We all learn Stairway to Heaven at some point, usually relatively early in our guitar playing journey. Once learned it is rare that we are ever called to play it in any real-time band situation. We play it; usually tossing off the intro on random occasions, at parties, while trying out guitars, playing for girls, or when our younger cousin or nephew comes over to visit. It becomes one of those songs. We’ve all got a few of them in our back pocket so-to-speak. Over time our true knowledge of the details and nuances of Stairway fade and it becomes that song we used to be able to play, but we never forget that intro – that’s always the money.
It had ben 30 years (almost 35) since I had last played Stairway with a band so I certainly fell into the category of “used to be able to play Stairway” when I decided to record a cover version at the command of my wife. Like the rest of you I knew I could still nail the intro though. I’d been doing that nearly my whole life.
Having set up the grid and time matrix for the Original Stairway Project it was time to sit down and record some scratch tracks to start fleshing out the arrangement. I set up the mics, got the click ready to go, readied myself to play the intro, then hit record. I got about 3 bars into the song and it all fell apart.Take two: 3 bars in going into the 4th and it all fell apart. Take 3: about 3 bars in and it all fell apart again…. Take 10: same result. Something was seriously wrong with my time somewhere in the 3rd measure. “Maybe it was the click?” I never trusted the click within the DAW anyway so I cued up my old college metronome to simultaneously run with the DAW’s click. On a test run they were both dead on accurate to each other. “Could it be me?” I started playing and again crashed into some imaginary wall somewhere in the 3rd measure. My whole world started falling in on me. “Had my musical abilities crumbled so much since my accident in the early 90’s that I couldn’t even play Stairway to a simple click track?”

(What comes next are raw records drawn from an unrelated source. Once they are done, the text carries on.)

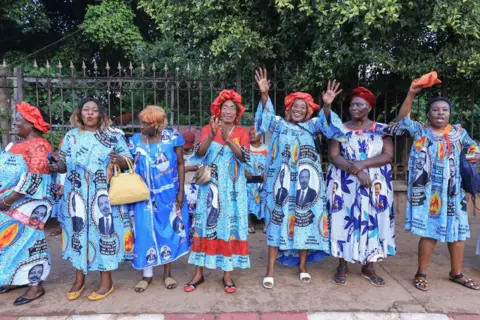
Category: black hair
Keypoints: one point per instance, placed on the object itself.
(436, 99)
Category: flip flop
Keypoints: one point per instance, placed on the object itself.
(268, 282)
(340, 280)
(95, 296)
(190, 287)
(305, 275)
(169, 281)
(229, 288)
(141, 286)
(22, 300)
(7, 289)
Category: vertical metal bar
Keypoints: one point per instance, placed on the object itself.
(172, 97)
(473, 110)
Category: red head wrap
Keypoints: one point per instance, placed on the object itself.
(33, 115)
(290, 99)
(366, 95)
(225, 95)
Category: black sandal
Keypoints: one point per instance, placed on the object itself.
(421, 284)
(340, 280)
(469, 283)
(8, 289)
(229, 288)
(22, 300)
(190, 287)
(375, 280)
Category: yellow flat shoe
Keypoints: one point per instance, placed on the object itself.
(75, 295)
(95, 296)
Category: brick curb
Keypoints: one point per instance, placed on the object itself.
(262, 316)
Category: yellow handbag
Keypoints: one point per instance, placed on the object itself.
(127, 187)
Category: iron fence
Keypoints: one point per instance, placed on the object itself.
(184, 94)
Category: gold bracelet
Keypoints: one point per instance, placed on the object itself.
(5, 203)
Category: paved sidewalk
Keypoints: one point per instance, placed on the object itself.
(396, 300)
(263, 316)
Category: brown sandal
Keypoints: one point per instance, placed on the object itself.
(421, 282)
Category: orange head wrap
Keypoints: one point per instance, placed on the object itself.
(33, 115)
(225, 95)
(290, 99)
(366, 95)
(154, 115)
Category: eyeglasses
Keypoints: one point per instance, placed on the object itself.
(358, 105)
(145, 124)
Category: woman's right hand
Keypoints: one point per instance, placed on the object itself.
(364, 179)
(413, 89)
(262, 80)
(213, 127)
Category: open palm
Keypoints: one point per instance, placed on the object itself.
(262, 80)
(332, 91)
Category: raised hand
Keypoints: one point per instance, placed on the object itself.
(414, 90)
(331, 93)
(262, 80)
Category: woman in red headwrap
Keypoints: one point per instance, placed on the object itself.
(359, 192)
(297, 224)
(25, 205)
(221, 220)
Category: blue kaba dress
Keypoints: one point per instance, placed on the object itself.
(95, 235)
(362, 221)
(294, 201)
(161, 230)
(437, 204)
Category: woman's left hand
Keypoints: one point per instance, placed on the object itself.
(473, 158)
(179, 199)
(116, 158)
(331, 93)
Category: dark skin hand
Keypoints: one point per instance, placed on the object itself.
(181, 177)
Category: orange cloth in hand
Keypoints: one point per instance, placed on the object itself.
(428, 80)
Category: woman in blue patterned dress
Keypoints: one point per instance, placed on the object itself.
(220, 237)
(437, 204)
(359, 192)
(25, 205)
(255, 174)
(161, 224)
(297, 219)
(94, 234)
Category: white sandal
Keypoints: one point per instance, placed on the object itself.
(305, 275)
(270, 281)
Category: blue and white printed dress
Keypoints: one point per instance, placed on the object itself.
(95, 235)
(362, 220)
(295, 212)
(437, 204)
(161, 230)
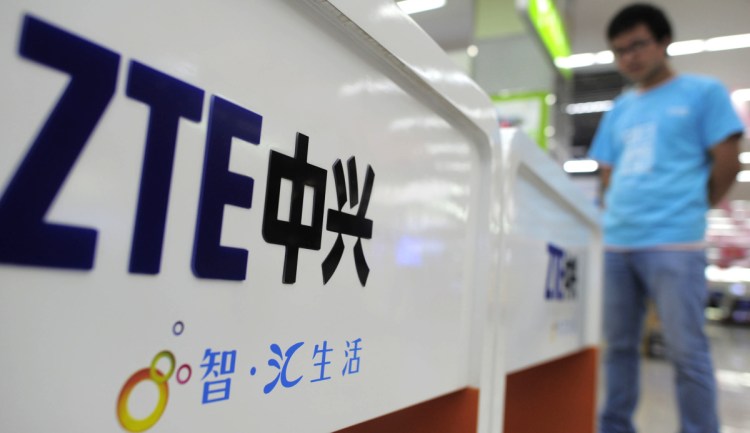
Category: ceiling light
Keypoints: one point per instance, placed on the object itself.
(604, 57)
(589, 107)
(686, 47)
(581, 166)
(416, 6)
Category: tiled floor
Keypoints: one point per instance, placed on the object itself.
(657, 412)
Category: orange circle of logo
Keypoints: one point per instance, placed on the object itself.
(126, 419)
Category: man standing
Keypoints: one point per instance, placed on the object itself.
(667, 150)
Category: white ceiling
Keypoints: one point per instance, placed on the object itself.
(452, 26)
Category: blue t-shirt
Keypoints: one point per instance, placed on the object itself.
(657, 143)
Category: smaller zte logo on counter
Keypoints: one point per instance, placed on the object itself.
(561, 274)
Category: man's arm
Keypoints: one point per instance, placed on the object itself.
(726, 165)
(605, 173)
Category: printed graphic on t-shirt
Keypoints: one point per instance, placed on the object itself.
(638, 149)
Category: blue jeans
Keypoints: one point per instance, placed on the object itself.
(676, 282)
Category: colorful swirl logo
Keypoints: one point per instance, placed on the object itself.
(153, 374)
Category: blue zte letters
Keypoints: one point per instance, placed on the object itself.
(27, 239)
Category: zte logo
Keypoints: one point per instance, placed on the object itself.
(561, 275)
(27, 239)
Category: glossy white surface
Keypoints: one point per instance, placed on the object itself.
(543, 206)
(72, 338)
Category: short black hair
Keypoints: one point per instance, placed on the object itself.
(640, 13)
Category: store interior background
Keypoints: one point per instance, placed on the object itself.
(493, 44)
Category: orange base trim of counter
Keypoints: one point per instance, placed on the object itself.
(556, 397)
(451, 413)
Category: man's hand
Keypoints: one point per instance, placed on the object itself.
(726, 165)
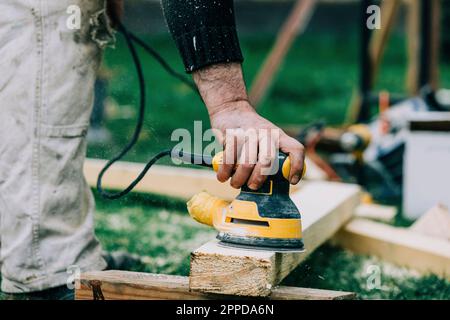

I looked at the sheet music:
I counted it out and quickly found where I was blowing it. The 4th note of the 3rd bar falls on the & of 2 and gets held to the 3 before the release. I seemed to be holding it at least an extra half beat – maybe even longer, and was coming into the 4th bar way too late.
I played it alone while I counted it out and sure enough I had to force myself to come back from the tied note to play the & 4 & pickup before the 4th measure. The correct way suddenly felt very rushed to me.
Then it dawned on me. All these years of whipping off the intro at gatherings, in quiet moments, or for friends, I had been playing a dramatic caesura (a musical pause) there for effect. I had done this so often that when the guitar was in my hands it became my natural inclination. I almost couldn’t NOT do it. Yet here I was faced with playing locked to the time grid of the DAW the merciless demands of time that has become typical in today’s modern recording. The old adage
Time Waits For No Man
was suddenly very applicable here.
I knew then that even if I could get my hands to a physical state where I could play, I was going to have to do some serious ‘unlearning’ before I could hope to lay any tracks down. The project was big enough already. How do you unlearn a lifetime of casually playing Stairway? The answer ended up by being one note at a time, but that’s another article. If there’s a takeaway here for everyone it’s that idiosyncratic things can creep into your playing of Stairway over the years and you might not even be aware of them.